Convertir les déchets industriels en véritables ressources, telle est la mission que s’est donnée la spin-off liégeoise Matvision. Avec son système de tri robotisé, elle propose une solution inédite de recyclage. Une technologie wallonne unique au monde.

C’est une histoire déjà longue de dix ans. Dix années de recherche, de développement et d’innovations au sein du laboratoire GeMMe (Géoressources, Génie Minéral et Métallurgie extractive) de l’ULiège, sur les hauteurs du Sart Tilman. Et c’est là qu’est né un système révolutionnaire de tri robotisé de déchets industriels. Cette technologie innovante combine des capteurs ultra rapides (rayons X, infrarouge, laser et 3D), l’intelligence artificielle et la robotique pour optimiser la valorisation de déchets industriels comme les métaux broyés. Ce qui permet de détecter et de séparer efficacement différents types de matériaux améliorant ainsi le recyclage et réduisant l’impact environnemental. De ce projet universitaire naîtra en 2024 la spin-off Matvision. « Faire du recyclage de déchets consiste avant tout à les séparer », explique Robert Baudinet, cofondateur et CEO de Matvision. « En permettant aux recycleurs de trier un mélange de déchets et d’isoler chaque famille de matériaux individuellement, nous facilitons la réutilisation de ces matériaux comme matières premières dans l’industrie ». Une approche qui permet, non seulement de maximiser le recyclage, mais aussi de répondre aux besoins spécifiques des industriels de ce secteur et des producteurs souhaitant intégrer davantage de matières recyclées dans leurs flux de production. La solution développée par la start-up répond donc à un réel besoin du marché. Et comme le dit Eric Pirard, professeur ordinaire au laboratoire GeMMe, « en se positionnant comme pionniers des techniques robotiques de tri des métaux, les ingénieurs wallons peuvent espérer jouer un rôle de tout premier plan dans le développement de l’économie circulaire à l’échelle internationale ».
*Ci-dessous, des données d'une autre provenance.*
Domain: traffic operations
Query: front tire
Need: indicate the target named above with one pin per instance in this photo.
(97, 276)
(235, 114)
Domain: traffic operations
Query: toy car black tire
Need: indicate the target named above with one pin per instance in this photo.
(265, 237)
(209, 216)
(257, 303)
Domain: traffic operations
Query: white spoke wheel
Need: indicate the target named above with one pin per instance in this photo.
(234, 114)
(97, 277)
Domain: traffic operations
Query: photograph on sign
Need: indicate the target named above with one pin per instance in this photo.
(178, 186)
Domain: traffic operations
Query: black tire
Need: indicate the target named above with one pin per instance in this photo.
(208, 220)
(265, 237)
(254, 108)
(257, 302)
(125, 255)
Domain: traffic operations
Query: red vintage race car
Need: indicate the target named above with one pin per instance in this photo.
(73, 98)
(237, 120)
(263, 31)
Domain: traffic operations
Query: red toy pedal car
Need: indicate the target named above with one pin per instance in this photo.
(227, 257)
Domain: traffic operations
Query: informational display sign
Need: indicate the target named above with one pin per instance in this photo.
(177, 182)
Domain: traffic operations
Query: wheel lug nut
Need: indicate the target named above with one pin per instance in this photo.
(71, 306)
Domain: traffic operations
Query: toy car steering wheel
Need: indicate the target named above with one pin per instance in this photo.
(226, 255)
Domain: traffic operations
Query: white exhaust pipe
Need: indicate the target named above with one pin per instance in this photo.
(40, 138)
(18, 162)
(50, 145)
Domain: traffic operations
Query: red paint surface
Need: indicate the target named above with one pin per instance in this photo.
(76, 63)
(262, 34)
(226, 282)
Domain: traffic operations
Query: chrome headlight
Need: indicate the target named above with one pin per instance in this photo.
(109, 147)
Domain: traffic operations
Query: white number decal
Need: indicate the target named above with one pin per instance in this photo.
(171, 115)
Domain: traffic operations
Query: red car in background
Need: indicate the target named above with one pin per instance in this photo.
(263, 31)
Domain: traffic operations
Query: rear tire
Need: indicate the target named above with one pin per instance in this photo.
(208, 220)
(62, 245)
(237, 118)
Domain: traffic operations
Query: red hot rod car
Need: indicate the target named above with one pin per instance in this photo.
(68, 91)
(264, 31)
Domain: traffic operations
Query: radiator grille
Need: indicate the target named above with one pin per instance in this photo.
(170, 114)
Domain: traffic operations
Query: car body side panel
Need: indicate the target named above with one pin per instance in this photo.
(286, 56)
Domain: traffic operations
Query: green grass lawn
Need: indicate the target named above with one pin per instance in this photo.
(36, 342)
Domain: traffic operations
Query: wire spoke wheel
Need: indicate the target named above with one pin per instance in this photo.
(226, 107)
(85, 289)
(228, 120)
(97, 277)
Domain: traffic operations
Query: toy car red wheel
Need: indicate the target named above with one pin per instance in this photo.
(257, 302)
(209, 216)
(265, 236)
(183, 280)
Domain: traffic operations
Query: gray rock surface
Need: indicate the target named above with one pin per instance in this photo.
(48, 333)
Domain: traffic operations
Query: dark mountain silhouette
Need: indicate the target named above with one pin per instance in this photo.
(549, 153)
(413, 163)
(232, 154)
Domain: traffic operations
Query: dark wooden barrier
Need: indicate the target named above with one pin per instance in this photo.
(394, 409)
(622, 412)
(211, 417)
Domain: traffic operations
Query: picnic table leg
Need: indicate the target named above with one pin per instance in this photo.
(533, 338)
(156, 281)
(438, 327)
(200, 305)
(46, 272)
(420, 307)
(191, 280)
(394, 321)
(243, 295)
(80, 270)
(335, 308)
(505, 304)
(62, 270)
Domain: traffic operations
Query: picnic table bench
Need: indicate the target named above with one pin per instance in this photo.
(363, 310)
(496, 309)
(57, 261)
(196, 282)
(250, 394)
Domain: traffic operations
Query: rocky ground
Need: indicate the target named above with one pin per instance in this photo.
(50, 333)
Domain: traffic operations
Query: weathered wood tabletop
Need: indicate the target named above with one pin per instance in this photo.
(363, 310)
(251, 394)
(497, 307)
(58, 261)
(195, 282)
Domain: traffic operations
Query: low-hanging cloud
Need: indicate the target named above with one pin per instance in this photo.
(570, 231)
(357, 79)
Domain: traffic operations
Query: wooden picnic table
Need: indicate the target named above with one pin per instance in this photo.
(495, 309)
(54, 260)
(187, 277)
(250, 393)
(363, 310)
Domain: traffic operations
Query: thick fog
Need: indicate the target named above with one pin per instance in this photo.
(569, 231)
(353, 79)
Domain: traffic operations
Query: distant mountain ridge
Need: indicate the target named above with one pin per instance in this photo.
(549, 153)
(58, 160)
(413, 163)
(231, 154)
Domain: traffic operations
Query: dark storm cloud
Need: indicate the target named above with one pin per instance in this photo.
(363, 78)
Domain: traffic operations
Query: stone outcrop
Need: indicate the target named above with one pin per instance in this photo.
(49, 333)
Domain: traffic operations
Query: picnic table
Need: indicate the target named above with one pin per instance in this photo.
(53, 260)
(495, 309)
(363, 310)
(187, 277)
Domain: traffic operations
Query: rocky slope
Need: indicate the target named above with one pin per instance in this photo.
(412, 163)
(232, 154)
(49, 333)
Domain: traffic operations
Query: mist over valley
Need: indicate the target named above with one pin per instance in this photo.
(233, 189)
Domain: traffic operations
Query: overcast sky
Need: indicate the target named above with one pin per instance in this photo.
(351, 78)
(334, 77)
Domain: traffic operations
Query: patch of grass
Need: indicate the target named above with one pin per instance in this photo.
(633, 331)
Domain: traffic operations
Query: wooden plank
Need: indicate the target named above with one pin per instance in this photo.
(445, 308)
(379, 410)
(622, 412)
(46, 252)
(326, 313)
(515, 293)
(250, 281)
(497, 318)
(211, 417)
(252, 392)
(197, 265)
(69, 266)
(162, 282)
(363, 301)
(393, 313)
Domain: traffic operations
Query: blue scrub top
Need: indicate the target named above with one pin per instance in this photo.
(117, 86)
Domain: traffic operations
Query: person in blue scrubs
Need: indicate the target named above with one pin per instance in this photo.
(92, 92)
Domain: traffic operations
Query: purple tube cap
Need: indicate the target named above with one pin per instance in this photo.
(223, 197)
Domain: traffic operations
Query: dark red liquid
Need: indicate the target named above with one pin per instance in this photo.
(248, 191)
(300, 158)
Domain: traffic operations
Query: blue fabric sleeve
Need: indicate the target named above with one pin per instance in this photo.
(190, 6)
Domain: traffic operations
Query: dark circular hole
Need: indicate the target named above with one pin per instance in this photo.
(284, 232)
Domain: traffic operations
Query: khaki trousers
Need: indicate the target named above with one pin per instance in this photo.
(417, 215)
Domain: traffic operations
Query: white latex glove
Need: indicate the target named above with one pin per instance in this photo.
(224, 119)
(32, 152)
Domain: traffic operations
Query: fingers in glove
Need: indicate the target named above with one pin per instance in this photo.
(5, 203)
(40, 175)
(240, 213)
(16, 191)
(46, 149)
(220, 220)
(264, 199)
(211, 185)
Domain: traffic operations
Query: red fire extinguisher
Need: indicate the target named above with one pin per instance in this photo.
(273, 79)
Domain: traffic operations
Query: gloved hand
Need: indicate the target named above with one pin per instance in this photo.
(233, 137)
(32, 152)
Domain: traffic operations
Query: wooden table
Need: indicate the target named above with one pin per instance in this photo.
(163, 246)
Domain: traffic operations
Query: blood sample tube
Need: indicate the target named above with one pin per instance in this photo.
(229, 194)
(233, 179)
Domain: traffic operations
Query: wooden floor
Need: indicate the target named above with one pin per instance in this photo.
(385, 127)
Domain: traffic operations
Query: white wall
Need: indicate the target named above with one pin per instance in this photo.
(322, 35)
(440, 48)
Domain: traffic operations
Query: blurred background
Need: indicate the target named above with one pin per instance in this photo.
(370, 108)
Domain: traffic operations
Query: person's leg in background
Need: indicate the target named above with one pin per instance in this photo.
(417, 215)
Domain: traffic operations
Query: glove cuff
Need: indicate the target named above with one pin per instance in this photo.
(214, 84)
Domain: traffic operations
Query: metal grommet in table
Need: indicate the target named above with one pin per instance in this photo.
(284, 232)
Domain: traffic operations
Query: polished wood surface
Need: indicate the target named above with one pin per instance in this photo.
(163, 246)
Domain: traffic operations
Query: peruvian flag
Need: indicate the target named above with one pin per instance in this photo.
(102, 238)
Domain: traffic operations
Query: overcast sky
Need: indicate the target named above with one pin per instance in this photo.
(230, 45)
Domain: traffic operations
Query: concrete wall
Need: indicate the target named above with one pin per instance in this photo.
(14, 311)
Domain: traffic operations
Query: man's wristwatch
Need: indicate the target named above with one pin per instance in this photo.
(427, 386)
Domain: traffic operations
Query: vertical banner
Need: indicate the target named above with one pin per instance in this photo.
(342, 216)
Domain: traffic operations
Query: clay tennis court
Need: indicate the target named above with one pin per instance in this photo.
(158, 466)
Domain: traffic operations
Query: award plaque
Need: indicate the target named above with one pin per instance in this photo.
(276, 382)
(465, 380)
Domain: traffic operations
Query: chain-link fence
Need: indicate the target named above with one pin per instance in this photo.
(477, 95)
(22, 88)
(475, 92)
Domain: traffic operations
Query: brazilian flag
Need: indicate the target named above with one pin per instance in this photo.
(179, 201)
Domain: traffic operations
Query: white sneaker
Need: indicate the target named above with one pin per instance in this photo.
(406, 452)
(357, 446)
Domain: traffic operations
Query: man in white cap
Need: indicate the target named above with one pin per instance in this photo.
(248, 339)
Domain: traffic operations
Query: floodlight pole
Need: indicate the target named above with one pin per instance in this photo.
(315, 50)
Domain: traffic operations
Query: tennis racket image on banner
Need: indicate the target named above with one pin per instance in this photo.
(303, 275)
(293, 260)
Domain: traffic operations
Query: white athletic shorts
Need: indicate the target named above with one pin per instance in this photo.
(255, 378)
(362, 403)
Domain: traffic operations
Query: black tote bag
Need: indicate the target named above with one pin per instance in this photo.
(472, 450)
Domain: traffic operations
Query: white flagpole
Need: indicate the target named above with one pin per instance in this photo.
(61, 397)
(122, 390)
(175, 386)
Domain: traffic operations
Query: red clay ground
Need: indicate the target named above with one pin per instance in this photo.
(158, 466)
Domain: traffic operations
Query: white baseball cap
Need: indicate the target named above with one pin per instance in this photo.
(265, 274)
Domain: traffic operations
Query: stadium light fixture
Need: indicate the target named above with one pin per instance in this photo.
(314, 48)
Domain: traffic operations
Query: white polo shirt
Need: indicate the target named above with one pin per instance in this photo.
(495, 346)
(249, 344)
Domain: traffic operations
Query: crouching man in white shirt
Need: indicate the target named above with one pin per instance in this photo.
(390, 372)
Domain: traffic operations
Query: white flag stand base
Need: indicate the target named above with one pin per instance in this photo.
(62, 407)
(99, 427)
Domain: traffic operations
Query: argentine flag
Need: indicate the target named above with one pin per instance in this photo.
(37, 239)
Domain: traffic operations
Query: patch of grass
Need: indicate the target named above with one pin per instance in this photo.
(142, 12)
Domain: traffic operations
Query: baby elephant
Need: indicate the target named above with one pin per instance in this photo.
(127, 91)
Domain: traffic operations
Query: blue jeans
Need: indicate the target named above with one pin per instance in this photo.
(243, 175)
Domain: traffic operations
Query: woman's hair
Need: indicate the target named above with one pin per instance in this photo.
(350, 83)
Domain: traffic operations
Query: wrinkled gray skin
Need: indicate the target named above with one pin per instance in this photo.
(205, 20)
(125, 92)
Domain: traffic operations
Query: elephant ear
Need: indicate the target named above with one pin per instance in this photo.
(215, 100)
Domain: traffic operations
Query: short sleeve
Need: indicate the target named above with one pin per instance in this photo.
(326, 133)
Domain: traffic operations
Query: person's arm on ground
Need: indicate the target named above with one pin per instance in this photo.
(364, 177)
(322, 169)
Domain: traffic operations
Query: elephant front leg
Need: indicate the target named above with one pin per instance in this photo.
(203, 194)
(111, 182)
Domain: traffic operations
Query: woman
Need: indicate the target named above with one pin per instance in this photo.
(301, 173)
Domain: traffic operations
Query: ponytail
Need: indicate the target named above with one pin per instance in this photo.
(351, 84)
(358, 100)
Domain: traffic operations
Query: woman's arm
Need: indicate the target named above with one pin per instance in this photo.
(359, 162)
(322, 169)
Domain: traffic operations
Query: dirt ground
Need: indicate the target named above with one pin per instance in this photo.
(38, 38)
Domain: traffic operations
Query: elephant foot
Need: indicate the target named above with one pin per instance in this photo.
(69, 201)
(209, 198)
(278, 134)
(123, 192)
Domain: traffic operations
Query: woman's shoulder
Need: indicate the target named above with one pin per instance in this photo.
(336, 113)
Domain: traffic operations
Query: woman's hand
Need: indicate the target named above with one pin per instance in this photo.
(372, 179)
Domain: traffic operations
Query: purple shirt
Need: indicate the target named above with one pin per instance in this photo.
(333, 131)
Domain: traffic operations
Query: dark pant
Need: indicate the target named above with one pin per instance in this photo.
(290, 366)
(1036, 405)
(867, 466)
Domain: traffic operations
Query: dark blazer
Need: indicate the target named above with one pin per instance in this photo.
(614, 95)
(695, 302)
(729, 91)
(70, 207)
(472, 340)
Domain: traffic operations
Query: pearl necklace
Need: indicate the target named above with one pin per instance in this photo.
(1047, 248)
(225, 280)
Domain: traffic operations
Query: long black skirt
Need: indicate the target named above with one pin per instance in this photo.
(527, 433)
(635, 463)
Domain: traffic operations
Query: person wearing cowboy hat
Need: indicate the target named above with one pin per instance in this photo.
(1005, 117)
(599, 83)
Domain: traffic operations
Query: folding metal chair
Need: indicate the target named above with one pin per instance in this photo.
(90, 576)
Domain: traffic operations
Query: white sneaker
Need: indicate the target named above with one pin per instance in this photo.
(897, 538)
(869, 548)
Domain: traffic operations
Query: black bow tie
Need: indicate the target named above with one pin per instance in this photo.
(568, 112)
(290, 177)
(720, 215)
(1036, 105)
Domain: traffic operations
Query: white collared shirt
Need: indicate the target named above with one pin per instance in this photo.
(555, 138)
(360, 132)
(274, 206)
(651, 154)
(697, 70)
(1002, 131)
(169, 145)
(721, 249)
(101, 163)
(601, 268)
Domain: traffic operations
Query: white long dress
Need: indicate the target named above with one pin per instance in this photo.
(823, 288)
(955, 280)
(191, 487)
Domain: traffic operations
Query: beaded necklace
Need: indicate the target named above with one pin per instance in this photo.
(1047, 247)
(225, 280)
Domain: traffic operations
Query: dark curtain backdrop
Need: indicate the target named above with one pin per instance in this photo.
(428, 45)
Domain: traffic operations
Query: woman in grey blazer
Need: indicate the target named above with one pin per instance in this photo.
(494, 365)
Différentes nuances de gris

Mais d’où vient cette idée ? « Ce sont les industriels qui nous ont mis au défi de voir la différence entre toute une série de métaux », répond Eric Pirard. « La plupart des métaux sont gris. Ils nous ont dit: ‘Etes-vous capables de voir des choses que nous ne voyons pas ?’ Et nous avons mobilisé tous les capteurs et les senseurs possibles pour essayer de voir les nuances entres une série d’alliages ». A l’origine chercheurs au laboratoire GeMMe, les fondateurs de Matvision ont bénéficié du soutien de l’écosystème entrepreneurial liégeois pour faire mûrir leur projet. Celui-ci les a menés à la première place du concours européen EIT Jumpstarter. Avec une vision devenue concrète, l’équipe a été accompagnée par le coaching financier A6K afin d’affiner son positionnement et son modèle économique.

Une solution adaptable

Le développement de cette innovation a été mené en collaboration avec des partenaires industriels, le Groupe Comet, un des leaders dans le tri des déchets ferreux à Mons et Cilyx, spécialiste de machines spéciales à Liège. Partenaire de la première heure du laboratoire GeMMe, le Groupe Comet a réalisé la première validation industrielle de cette solution de tri robotisée en investissant, en 2021, 10 millions d’euros (bâtiment et équipements) dans un démonstrateur industriel, une chaîne de 16 robots trieurs avec une capacité de tri de 20.000 tonnes de déchets métalliques par an (soit 1 milliard de pièces au rythme de 16 pièces triées à la seconde). Baptisé Multipick, cet investissement industriel a été réalisé avec le soutien de la Wallonie, dans le cadre de la Reverse Metallurgy du Pôle Mecatech, et des fonds européens FEDER. « Comme chaque cas est différent, nous avons constaté qu’il n’existait pas de machine ‘sur étagère’ pour traiter les déchets industriels », reprend Robert Baudinet. L’équipe d’ingénieurs a donc développé une solution qui s’adapte et se configure selon les besoins du client et les cas d’application. D’abord développée en laboratoire universitaire, cette technologie de tri robotisée a ensuite été validée en conditions industrielles chez Comet où elle fonctionne 24 heures sur 24 depuis 2023. « Chez Comet, nous nous sommes trouvés face à un grand mélange de métaux vendus à l’exportation et triés manuellement en Chine. Désormais, notre technologie lui permet de réaliser localement un tri afin de récupérer ces métaux ». Depuis lors, d’autres industries se sont montrées intéressées pour tester les performances de ces machines et voir les niveaux de qualité qu’elles sont capables d’atteindre avec ces systèmes.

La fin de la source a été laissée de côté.